ROANOKE TIMES

                         Roanoke Times
                 Copyright (c) 1995, Landmark Communications, Inc.

DATE: SUNDAY, January 22, 1995                   TAG: 9501310003
SECTION: EDITORIAL                    PAGE: D-3   EDITION: METRO 
SOURCE: EDMUND C. ARNOLD
DATELINE:                                 LENGTH: Medium


DEPRESSION ERA

HUNDREDS OF Virginia state employees off the payroll. Thousands of U.S. government employees off the payroll. Perhaps millions of recipients off welfare rolls.

How are these people going to live?

Find jobs? Thousands of former employees of down-sized private-sector companies will share a bitter, ironic laugh at that. Popular as it is with the demagogues and the politicians, it is absolutely no solution to a painful problem. The jobs just aren't there.

There is a solution, though, one too logical for Richmond or Washington: Make jobs! Revive the WPA! Revive the CCC!

For those who did not have to endure the Great Depression, a word of explanation. The Works Project Administration hired men to do a variety of mostly unskilled jobs, those usually done by public-works departments. The Civilian Conservation Corps was groups of young men who went out, mostly into forests and rural areas, with a semimilitary discipline, and built paths and shelters in forests, saved eroding areas and generally conserved natural resources of the nation.

The WPA was a favorite target for wisecracks. It was depicted as five men leaning on shovels, watching one man desultorily shifting dirt from one pile to another.

Actually, the WPA was one of the most successful social programs since the Homesteading Act. Even today, 60 years later, there is evidence of that.

In my Michigan hometown, an island lies in the middle of a wide river that runs the length of the city. It had been inaccessible, a tangled thicket of thorns, until the WPA converted it into a park that serves the city year 'round. In Syracuse, N.Y., one of its loveliest parks was a small canyon literally filled to the brim with refuse until the WPA cleaned it up and uncovered a picturesque waterfall and an inviting stream. In a village where I had a weekly newspaper, the WPA built the first waterworks, which still serves a thriving small town.

As I traveled across the country, especially in the Midwest, I used to take pleasure in looking up courthouses, libraries and municipal buildings that the WPA had built. The magnificent log lodges on Mount Hood in Oregon and on the brink of the Grand Canyon were WPA achievements. And the WPA began the first vertebra on the spinal cord of our interstate highway system.

Similar projects in national forests, especially, remain to serve the public and testify to the worth of the CCC.

More important, though, than these tangibles was the effect these programs had on the people involved. Desperate men and hopeless youths were given the chance to support themselves and their families. Men were given the self-respect that can come only from gainful employment. Boys learned responsibility that they remain proud of today. Many families were literally kept from starvation: There were few social-welfare programs in the 1930s, and private charity was taxed to the very limit by the tremendous needs of a nation with vast unemployment.

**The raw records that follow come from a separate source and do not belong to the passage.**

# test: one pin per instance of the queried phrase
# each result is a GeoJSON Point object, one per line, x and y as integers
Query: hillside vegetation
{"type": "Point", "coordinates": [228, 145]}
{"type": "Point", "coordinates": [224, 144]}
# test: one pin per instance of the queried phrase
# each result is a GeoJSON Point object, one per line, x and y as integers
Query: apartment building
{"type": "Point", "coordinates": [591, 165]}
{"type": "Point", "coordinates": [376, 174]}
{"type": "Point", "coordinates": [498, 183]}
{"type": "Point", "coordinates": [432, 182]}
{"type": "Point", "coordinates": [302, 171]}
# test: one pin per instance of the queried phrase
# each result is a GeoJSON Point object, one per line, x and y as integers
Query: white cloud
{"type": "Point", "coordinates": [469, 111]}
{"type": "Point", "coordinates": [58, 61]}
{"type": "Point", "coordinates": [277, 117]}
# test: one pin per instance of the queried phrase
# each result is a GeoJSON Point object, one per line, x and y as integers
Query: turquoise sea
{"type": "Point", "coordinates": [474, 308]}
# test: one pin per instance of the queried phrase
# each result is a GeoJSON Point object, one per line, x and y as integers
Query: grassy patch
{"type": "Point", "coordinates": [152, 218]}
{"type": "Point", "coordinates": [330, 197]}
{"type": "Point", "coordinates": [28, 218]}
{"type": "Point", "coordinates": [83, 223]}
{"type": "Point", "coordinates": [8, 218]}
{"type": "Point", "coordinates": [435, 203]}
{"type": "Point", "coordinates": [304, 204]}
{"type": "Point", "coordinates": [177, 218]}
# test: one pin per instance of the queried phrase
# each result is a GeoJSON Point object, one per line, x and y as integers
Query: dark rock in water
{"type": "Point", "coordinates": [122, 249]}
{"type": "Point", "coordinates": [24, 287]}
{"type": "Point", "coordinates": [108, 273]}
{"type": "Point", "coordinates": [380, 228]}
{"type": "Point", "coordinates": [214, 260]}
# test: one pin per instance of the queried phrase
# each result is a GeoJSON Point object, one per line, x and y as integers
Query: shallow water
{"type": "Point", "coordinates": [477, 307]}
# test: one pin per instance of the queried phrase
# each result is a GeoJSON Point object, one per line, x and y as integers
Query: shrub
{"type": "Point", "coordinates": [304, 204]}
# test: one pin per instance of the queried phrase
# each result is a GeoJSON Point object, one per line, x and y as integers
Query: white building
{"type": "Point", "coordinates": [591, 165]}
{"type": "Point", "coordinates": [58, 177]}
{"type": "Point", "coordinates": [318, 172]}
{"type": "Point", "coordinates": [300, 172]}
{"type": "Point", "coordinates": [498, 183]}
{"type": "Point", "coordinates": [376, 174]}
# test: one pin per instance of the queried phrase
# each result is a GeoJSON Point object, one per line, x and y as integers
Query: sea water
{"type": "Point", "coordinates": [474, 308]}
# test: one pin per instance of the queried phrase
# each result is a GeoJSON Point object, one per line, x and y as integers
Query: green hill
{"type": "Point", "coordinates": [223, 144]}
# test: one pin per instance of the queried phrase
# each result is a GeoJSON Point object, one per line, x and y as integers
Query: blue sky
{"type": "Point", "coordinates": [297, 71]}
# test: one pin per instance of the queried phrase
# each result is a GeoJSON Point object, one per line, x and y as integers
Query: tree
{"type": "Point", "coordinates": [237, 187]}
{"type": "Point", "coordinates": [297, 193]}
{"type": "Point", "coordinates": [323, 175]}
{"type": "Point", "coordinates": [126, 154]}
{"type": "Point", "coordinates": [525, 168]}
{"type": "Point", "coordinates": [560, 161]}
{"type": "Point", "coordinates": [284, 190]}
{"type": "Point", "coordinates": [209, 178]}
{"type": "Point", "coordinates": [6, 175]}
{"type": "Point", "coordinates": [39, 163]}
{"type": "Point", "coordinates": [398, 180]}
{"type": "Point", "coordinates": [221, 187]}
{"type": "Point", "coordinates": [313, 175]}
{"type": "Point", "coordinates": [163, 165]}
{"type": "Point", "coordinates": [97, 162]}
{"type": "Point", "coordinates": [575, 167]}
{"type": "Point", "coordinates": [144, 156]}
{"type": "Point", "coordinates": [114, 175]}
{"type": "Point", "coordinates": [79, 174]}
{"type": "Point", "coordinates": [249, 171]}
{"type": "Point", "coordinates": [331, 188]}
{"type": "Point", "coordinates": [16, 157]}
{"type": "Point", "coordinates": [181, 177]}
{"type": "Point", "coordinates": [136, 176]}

To resurrect these programs today probably would not save much, if any, of the money represented by shrunken work-forces and pruned welfare-lists. Even so, the benefits still would be huge.

The WPA and CCC would be productive work. Only a few dollars spent on public payrolls produce anything of physical value (except to the paper industry, of course). Welfare checks actually have a negative effect on our economy. How much better to spend those same dollars on highways, bridges, schools and parks. Our infrastructure is crumbling; now is the time to restore it. There are enough solid vacant buildings, throughout the country as in Roanoke, that can be renovated at low cost and could house the nation's homeless.

More important, it would give the involuntarily unemployed the dignity of constructive labor. It could break the vicious cycle of poverty for the people who have inherited unemployment. It can teach skills, and discover talents, and provide what is probably the only alternative that inner-city young men have to the drug trade and illicit activities.

There are still more than a few of us survivors of the Depression. Ask any of us what the WPA and CCC did two generations ago. And then send our answers on to the politicians, and demand consideration of the only logical solution to our dilemma.

The government absolutely must be "the employer of last resort." It is the only entity that can create jobs that are not made-work. There is no alternative and, without it, there is no hope.

Edmund C. Arnold of Roanoke is a retired newspaper consultant and journalism professor.